From online grocery delivery to medical supply manufacturing and distribution, there are businesses making hand sanitizers and other goods to help the COVID-19 response.
“This is an unprecedented time when companies are being asked to respond rapidly — or reposition themselves just to survive,” said Karl Heitman, founder and president of Heitman Architects. “We are seeing companies looking to increase production or shift to making hospital masks and industrial grade hand sanitizers to fill the incredible demand from the healthcare industry and support their own operations and workforce.”
Industrial Building Design Focus
Many newly constructed industrial buildings, designed to satisfy incredible demand for space in markets across the country, may provide much needed options for companies that are responding to changing market needs.
Heitman highlighted one newly constructed Class A fulfillment center his firm designed in Tampa that is being repositioned by ownership to support the medical needs of that 3 million population metro. The 178,000-square-foot Tampa Fulfillment Center was designed to serve the needs of ecommerce and last-mile warehouse tenants as well as traditional warehouse and distribution users.
Given its flexible and efficient design, the facility can be repositioned to accommodate a single medical response effort or be configured for several businesses that support the medical community .
“This facility was designed with ultimate flexibility,” says Gerard J. Keating, SIOR, CCIM, CEO of Keating Resources, the building’s ownership. “While no one could have anticipated the complexities of the world we’re experiencing today, that flexibility may prove to be extremely opportunistic as companies scramble to meet their immediate needs or look to reposition a business that might otherwise languish due to the current economic conditions.”
Heitman recently reached out to Keating and other clients to brainstorm ways to adapt facilities to meet current needs and help keep operations flowing. “During these challenging times, businesses need to be able to shift and turn to meet market demand,” Heitman says. “The companies that will survive and prosper moving forward will do so through hard work and a willingness to adapt to market conditions.”
For example, food ingredient companies could be well positioned to support the demand for industrial grade hand sanitizers. A plastics packaging company could expand into packaging for medical kits.
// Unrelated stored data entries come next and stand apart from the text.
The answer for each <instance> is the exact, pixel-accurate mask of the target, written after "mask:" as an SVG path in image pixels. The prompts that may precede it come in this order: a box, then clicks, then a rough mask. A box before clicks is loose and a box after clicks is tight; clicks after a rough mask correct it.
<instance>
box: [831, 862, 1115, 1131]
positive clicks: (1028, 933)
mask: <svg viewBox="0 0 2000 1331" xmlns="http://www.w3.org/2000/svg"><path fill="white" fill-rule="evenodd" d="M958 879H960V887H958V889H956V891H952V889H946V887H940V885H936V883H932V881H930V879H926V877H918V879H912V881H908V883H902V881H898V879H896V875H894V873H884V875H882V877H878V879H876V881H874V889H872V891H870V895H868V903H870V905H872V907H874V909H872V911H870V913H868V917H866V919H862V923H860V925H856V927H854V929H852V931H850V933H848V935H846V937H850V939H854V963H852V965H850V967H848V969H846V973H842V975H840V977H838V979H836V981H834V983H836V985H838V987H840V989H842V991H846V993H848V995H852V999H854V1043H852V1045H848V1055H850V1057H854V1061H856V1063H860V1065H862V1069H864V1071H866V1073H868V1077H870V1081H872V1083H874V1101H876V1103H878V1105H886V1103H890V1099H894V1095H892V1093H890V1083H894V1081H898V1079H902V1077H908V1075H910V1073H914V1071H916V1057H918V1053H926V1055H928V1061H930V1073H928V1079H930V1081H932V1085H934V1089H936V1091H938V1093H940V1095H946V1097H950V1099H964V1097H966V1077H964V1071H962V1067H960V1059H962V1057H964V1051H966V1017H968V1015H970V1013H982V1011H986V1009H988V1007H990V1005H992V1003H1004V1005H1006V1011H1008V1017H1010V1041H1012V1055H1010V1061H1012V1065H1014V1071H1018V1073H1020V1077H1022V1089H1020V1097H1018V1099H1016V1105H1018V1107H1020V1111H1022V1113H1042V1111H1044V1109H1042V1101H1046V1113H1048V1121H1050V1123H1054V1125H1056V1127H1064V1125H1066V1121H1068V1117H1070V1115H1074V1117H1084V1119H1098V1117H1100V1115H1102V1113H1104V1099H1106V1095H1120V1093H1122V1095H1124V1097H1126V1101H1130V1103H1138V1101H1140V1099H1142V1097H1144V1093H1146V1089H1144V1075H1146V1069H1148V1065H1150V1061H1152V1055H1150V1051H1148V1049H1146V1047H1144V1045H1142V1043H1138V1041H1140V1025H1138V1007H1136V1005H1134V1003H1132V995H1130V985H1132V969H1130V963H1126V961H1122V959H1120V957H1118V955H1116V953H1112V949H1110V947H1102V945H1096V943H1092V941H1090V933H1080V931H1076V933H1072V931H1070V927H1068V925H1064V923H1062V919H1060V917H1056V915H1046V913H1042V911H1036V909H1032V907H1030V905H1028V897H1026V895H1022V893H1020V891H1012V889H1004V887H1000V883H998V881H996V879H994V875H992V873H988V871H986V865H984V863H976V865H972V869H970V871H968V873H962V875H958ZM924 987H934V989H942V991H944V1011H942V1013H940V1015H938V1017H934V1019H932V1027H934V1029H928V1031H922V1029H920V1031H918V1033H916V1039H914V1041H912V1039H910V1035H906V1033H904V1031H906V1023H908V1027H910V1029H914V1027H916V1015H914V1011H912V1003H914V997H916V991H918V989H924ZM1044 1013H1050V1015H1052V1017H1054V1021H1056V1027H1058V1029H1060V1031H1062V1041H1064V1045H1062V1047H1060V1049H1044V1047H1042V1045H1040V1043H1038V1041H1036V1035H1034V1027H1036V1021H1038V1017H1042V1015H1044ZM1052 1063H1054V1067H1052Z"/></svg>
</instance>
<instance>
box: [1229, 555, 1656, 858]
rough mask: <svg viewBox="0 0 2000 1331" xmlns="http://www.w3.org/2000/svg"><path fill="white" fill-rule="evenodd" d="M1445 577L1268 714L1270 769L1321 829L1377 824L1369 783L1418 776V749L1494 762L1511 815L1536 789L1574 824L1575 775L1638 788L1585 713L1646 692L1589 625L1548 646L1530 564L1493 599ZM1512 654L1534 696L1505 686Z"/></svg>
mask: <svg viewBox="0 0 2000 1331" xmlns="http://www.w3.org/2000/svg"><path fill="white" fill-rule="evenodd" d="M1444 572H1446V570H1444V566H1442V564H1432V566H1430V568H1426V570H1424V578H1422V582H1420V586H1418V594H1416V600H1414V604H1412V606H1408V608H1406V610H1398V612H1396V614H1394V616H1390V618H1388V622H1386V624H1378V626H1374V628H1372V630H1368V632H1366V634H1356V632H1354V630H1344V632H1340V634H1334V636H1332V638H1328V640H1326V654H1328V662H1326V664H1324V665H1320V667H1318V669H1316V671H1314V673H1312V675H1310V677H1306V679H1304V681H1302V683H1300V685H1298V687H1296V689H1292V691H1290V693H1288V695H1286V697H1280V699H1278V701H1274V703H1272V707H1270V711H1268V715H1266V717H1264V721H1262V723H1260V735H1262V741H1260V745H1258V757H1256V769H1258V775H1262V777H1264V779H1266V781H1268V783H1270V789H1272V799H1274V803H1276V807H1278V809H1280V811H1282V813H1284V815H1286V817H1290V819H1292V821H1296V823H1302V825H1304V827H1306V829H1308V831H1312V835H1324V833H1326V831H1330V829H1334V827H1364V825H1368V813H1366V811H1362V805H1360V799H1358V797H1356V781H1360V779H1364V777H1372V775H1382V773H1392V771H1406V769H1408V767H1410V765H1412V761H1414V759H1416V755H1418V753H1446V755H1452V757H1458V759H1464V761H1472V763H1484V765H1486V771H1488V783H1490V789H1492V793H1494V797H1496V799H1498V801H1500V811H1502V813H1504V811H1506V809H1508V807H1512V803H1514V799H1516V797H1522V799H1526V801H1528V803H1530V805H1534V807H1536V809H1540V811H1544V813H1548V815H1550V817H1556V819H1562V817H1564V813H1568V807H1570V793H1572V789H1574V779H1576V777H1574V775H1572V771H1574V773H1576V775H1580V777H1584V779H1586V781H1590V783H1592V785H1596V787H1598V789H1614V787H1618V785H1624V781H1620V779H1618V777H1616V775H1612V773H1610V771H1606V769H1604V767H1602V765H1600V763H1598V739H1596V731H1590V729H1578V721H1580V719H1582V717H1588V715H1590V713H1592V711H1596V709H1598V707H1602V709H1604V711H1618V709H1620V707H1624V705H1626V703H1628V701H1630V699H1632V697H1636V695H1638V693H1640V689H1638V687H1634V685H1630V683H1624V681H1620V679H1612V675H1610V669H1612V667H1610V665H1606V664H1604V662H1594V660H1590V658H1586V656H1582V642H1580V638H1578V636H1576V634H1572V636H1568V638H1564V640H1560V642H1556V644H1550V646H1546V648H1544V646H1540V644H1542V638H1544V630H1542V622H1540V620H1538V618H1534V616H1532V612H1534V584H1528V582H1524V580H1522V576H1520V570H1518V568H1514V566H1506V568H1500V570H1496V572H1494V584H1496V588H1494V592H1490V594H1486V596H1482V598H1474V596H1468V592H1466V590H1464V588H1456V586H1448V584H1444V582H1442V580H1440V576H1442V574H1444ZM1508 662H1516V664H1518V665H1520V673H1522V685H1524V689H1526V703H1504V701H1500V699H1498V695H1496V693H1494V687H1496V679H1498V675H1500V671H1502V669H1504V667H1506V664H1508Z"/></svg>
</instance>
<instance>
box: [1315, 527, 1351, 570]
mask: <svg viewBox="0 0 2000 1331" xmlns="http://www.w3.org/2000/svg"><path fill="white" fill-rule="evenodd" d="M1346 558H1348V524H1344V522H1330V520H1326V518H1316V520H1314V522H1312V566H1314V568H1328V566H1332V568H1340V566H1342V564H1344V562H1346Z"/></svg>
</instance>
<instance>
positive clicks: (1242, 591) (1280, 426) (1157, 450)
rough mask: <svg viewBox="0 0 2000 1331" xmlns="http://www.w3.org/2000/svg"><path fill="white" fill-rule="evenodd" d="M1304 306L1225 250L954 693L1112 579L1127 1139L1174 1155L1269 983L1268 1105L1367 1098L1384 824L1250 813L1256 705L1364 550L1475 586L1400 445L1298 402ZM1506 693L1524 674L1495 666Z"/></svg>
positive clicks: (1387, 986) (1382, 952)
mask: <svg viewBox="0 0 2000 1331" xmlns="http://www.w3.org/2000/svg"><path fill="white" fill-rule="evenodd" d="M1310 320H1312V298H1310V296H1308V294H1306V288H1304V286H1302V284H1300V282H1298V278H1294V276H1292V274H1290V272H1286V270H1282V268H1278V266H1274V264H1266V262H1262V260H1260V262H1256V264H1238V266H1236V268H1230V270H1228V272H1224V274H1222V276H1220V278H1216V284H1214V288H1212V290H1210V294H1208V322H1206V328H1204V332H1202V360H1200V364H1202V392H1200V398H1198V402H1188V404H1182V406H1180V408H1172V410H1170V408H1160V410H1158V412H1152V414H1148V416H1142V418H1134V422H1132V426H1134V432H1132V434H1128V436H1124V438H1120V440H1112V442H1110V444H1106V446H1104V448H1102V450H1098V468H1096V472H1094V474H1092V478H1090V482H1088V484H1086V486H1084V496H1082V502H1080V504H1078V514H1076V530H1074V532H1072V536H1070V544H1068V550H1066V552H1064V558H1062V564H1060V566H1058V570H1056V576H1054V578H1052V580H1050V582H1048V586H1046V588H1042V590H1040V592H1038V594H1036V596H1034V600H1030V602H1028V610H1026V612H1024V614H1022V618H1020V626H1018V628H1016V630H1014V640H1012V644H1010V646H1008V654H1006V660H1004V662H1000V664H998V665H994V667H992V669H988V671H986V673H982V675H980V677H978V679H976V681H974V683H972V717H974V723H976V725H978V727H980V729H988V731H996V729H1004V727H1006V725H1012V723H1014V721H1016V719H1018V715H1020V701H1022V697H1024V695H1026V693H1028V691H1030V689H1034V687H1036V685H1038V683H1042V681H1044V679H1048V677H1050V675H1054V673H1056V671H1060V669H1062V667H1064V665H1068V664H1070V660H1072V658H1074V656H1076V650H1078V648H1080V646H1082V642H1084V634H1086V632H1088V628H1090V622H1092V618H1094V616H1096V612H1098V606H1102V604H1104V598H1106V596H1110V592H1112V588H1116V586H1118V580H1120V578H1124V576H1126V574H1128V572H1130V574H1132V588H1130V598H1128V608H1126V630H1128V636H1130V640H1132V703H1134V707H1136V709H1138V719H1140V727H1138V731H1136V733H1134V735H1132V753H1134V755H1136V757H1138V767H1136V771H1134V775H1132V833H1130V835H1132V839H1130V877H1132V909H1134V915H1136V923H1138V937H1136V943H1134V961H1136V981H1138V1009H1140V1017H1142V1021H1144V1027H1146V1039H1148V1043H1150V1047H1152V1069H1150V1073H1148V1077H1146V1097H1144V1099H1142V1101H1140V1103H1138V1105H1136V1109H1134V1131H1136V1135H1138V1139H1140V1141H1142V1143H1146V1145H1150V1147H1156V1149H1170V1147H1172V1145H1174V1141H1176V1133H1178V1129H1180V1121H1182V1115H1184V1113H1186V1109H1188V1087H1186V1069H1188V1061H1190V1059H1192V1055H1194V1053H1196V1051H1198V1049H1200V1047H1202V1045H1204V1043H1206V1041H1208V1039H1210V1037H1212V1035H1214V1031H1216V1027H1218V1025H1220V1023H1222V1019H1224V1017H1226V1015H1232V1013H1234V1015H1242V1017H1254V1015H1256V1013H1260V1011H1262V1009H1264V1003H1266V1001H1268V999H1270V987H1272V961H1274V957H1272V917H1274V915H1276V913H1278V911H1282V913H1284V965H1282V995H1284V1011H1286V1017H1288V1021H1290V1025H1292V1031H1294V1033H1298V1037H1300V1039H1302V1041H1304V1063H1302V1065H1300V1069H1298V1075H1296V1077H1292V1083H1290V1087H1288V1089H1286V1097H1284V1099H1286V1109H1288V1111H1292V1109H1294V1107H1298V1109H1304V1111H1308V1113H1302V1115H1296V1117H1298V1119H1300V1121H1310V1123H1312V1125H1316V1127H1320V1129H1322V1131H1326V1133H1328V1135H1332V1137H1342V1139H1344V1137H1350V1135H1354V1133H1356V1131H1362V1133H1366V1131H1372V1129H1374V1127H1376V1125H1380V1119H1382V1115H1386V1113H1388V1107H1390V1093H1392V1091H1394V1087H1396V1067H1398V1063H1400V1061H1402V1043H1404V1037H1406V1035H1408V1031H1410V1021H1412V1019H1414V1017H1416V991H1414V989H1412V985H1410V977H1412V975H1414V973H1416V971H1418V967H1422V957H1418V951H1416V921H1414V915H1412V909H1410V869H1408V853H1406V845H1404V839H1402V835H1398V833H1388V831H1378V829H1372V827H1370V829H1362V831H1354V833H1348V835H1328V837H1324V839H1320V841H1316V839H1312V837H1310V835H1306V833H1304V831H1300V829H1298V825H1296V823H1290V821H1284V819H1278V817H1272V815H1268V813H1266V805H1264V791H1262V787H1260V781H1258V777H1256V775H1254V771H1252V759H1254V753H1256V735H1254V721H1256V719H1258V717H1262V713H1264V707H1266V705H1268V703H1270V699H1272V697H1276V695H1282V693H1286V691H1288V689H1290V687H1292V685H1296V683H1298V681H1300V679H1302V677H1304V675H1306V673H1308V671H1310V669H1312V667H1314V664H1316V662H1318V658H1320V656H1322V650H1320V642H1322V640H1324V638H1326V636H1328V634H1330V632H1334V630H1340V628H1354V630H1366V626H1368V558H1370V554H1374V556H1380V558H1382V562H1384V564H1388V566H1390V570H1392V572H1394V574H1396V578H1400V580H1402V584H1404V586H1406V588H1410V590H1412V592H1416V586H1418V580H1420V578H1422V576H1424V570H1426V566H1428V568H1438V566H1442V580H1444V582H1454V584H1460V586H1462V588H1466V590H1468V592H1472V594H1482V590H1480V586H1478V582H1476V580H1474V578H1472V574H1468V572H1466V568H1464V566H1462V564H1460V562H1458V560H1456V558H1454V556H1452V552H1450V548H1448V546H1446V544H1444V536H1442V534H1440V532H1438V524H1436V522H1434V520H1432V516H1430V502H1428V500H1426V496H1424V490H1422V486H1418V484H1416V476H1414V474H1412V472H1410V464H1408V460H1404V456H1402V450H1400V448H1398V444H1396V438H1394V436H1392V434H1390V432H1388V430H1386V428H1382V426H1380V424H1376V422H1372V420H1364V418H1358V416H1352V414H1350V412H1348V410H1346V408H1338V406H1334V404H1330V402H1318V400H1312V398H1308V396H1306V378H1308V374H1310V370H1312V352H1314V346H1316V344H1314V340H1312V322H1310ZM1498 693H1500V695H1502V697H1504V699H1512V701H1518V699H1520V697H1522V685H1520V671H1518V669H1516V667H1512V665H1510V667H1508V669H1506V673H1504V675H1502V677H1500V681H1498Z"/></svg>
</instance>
Industrial Real Estate Transforms During Times of Challenge
This wave of industrial activity is the beginning of a transformation that will likely change the way logistics, warehousing, and construction operate after the pandemic, Heitman says. “When designed properly, many of today’s modern distribution facilities can be repositioned to serve multiple purposes. Instead of distributing automotive parts or food ingredients, they can be quickly tailored to store and distribute medical equipment and supplies.”
A Look at Building Design and Construction
A building’s design and construction play a key role in its adaptability. The size of the bay, capacity and availability of power, parking configuration for ingress and egress, and the configuration of interior office and industrial workspace are among the features to consider.